Pendidikan: Private Goods atau
Public Goods ?
Infrastruktur publik seperti
jaringan jalan dan jembatan adalah kewajiban pemerintah suatu negara untuk
menyediakannya kepada rakyatnya. Barang publik
yang disediakan pemerintah adalah komoditas utama, sedangkan barang sejenis
yang boleh disediakan oleh swasta adalah komoditas dengan kegunaan yang sama
namun dengan kualitas yang lebih baik. Jika standard minimum sudah
tercapai, maka masyarakat dengan daya beli dan butuh standard pelayananan yang
lebih tinggi dapat membeli produk dan layanan sejenis yang dihasilkan swasta.
Pemerintah wajib menyediakan layanan kesehatan dengan meyediakan prasarana dan
sarana kesehatan, layanan pendidikan dengan menyediakan sarana dan prasana
pendidikan dasar sampai pendidikan tinggi.
Sah-sah saja jika swasta ikut
menyediakan barang/jasa publik, namun tetap dalam koridor bahwa penyediaan
barang publik merupakan kewajiban negara. Jika penyediaan barang publik
diserahkan sepenuhnya kepada swasta, tanpa pengaturan dan pengawasan, maka
rejim yang sedang berkuasa telah mereduksi peranan negara bagi warganegaranya.
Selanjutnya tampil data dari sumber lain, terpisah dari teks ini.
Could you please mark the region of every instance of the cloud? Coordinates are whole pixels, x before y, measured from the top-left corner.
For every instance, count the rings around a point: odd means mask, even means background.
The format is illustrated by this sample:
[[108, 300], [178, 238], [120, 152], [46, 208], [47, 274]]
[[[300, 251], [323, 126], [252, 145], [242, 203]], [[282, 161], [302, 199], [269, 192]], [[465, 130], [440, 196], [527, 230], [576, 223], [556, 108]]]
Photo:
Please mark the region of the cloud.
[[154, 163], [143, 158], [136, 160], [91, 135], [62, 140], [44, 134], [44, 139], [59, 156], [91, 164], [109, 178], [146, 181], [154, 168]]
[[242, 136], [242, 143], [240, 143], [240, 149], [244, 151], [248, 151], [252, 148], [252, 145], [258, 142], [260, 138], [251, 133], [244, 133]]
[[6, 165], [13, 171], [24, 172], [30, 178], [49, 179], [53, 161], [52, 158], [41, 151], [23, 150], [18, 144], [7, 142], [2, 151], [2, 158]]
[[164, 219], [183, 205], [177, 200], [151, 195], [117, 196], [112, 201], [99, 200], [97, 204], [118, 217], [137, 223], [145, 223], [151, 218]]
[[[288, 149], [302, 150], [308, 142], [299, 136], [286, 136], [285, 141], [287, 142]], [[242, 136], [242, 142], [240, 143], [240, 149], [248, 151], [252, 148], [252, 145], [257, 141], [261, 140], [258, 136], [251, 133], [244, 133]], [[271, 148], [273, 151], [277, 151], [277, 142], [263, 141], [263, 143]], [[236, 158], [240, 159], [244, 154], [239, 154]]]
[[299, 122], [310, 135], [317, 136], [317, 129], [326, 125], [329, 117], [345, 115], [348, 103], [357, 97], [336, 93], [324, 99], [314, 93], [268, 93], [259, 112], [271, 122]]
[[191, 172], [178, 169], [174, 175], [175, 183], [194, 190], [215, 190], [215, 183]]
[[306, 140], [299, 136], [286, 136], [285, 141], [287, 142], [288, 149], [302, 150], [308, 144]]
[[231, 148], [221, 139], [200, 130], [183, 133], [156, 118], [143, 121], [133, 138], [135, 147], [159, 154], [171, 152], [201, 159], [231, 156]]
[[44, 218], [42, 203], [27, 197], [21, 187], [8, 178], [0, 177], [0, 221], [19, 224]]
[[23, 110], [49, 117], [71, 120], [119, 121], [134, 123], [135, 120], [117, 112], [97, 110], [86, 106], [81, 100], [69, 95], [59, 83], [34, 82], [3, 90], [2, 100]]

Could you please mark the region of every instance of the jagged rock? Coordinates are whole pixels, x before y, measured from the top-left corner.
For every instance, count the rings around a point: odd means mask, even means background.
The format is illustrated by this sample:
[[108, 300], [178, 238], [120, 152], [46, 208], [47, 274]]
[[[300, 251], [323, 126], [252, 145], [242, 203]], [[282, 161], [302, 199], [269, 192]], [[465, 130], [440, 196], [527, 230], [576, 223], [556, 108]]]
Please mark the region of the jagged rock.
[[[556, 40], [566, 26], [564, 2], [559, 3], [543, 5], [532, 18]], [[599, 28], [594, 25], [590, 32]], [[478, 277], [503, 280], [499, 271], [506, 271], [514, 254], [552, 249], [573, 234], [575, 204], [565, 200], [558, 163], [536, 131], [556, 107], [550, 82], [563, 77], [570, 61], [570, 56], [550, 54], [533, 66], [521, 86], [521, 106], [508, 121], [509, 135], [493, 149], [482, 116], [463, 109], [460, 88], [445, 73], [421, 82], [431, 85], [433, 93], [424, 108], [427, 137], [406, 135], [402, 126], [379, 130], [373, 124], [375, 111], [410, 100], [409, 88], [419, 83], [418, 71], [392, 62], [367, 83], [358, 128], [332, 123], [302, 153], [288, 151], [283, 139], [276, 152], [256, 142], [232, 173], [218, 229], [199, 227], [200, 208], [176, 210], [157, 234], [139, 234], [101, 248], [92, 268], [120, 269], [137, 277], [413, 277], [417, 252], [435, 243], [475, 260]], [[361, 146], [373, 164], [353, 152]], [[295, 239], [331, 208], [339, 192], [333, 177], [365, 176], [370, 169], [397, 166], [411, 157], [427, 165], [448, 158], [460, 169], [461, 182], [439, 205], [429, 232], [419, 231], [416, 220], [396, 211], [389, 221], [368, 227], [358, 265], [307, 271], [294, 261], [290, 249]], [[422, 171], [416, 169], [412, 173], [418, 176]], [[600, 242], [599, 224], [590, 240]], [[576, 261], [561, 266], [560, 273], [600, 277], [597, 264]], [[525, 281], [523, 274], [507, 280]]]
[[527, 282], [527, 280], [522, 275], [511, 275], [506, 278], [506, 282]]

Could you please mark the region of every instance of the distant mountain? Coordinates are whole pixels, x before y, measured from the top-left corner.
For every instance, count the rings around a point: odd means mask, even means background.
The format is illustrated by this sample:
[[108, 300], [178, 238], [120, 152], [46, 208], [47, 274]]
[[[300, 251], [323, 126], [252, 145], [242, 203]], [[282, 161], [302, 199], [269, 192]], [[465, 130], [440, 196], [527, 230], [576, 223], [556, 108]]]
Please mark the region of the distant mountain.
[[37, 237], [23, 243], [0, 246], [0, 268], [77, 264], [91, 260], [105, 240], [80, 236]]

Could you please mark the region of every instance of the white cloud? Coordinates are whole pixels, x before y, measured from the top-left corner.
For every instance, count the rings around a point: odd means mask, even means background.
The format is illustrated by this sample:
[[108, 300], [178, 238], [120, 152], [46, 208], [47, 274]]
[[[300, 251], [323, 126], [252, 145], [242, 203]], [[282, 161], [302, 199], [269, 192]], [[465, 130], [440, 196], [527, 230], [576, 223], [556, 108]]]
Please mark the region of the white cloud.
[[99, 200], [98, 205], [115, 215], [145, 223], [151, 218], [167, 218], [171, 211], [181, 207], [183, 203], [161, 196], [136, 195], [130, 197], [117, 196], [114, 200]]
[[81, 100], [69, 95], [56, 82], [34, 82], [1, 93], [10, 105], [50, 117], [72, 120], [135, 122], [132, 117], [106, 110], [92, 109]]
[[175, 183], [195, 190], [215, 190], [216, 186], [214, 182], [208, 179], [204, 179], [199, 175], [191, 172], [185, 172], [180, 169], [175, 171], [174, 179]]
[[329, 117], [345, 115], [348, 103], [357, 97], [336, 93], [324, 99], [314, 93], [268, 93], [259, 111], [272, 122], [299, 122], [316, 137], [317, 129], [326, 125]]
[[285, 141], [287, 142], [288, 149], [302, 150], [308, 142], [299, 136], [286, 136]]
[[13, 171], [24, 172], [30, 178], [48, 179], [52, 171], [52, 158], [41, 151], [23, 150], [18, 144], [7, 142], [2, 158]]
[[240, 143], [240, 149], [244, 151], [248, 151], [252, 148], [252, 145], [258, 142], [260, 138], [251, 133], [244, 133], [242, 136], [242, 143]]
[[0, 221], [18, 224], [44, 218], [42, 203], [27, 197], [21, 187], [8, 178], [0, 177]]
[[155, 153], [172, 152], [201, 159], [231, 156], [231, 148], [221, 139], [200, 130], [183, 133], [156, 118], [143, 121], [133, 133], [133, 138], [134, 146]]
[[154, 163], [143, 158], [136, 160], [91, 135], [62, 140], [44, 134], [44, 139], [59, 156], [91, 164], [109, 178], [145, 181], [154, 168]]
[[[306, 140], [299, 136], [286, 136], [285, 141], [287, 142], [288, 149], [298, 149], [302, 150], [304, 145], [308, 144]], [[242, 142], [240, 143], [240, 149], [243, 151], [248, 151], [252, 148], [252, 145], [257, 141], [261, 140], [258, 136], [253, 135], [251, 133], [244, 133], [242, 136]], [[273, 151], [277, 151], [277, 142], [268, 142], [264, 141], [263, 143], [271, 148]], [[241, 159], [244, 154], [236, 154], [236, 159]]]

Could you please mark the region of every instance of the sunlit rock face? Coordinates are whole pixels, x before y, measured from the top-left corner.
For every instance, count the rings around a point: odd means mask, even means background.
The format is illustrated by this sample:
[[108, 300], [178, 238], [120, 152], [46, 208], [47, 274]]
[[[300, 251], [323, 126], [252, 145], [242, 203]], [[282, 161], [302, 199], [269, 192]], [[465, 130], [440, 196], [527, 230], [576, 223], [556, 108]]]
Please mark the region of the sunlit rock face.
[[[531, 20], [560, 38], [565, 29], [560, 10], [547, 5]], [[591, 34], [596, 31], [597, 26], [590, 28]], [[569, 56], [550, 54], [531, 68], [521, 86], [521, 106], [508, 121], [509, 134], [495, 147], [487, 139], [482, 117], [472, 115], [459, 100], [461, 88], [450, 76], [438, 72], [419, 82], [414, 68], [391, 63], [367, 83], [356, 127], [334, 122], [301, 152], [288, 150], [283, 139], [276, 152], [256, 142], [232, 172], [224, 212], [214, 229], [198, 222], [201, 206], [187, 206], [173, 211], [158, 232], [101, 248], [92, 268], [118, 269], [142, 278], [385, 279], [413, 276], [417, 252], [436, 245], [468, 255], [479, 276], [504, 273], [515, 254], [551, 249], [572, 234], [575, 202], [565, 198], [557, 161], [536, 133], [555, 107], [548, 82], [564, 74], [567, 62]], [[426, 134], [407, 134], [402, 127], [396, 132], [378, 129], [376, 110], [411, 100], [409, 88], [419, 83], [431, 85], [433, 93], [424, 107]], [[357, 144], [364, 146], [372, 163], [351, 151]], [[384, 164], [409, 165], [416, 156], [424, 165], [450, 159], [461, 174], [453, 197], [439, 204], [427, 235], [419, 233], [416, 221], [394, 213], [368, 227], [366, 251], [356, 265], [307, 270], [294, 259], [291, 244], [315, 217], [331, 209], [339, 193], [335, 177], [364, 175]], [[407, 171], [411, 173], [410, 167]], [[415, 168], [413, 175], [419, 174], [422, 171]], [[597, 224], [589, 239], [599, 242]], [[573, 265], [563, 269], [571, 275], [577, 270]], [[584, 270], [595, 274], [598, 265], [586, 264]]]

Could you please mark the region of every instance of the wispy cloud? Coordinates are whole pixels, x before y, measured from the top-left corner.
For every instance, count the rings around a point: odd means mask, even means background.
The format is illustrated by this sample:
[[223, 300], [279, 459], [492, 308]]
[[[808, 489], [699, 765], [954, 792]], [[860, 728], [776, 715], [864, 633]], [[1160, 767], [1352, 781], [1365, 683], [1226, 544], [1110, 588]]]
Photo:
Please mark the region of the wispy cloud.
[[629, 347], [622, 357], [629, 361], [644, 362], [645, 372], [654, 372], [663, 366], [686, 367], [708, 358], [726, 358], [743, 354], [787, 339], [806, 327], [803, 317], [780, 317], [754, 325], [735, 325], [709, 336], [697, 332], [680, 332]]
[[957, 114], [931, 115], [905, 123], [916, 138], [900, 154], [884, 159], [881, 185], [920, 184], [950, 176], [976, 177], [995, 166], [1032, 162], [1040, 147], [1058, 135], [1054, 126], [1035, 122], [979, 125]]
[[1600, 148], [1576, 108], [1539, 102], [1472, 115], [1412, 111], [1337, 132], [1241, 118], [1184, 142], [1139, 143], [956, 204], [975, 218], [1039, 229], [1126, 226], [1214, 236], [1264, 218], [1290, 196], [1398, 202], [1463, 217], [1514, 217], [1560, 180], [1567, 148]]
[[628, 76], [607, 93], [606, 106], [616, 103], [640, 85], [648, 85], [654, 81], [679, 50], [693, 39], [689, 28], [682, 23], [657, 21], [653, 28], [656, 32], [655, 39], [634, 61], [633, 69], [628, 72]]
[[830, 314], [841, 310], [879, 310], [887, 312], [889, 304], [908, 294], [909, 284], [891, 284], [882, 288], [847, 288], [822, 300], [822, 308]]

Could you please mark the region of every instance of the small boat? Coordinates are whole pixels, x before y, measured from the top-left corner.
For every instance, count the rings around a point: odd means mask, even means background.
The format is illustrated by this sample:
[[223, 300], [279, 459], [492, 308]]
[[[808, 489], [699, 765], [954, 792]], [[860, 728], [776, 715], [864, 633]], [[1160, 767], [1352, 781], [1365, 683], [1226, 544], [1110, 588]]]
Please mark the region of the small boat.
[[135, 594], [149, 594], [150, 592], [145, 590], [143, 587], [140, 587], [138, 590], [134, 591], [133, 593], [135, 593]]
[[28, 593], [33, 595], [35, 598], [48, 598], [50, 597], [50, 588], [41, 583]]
Jalan toll adalah barang private (private
goods), namun tidak serta merta kebijakan harga bisa ditetapkan dengan
tujuan laba maksimum. Terdapat dua contoh ekstrim, pertama adalah perbankan
diregulasi dan diawasi; kedua pemerintah perlu meregulasi industri CPO karena meliarnya
harga minyak goreng. Dua contoh ekstrim tersebut menjelaskan bahwa bahkan untuk
komoditas/jasa private namun manakala affect with public interest, barang
private bermetamorphosis menjadi barang publik, sehingga tidak bisa tidak
pemerintah harus berperan dengan mengatur dan mengawasi.
Sejak Bulog menjadi badan usaha,
maka kinerja Bulog dihitung dengan untung rugi. Atas nama efisiensi harga beli ditekan ke bawah, dan demi
keuntungan harga jual didorong keatas. BULOG-pun mulai mendiversifikasi produk
dengan tujuan diversifikasi risiko. Demikian juga dengan PTN yang berubah
menjadi PT BHMN, kalkulasi-nya adalah untung dan rugi. Suatu mata kuliah yang
menjadi matakuliah pilihan konsentrasi namun atas nama term break-event point, maka matakuliah
tersebut tidak dilaksanakan karena jumlah mahasiswanya kurang dari 20 orang.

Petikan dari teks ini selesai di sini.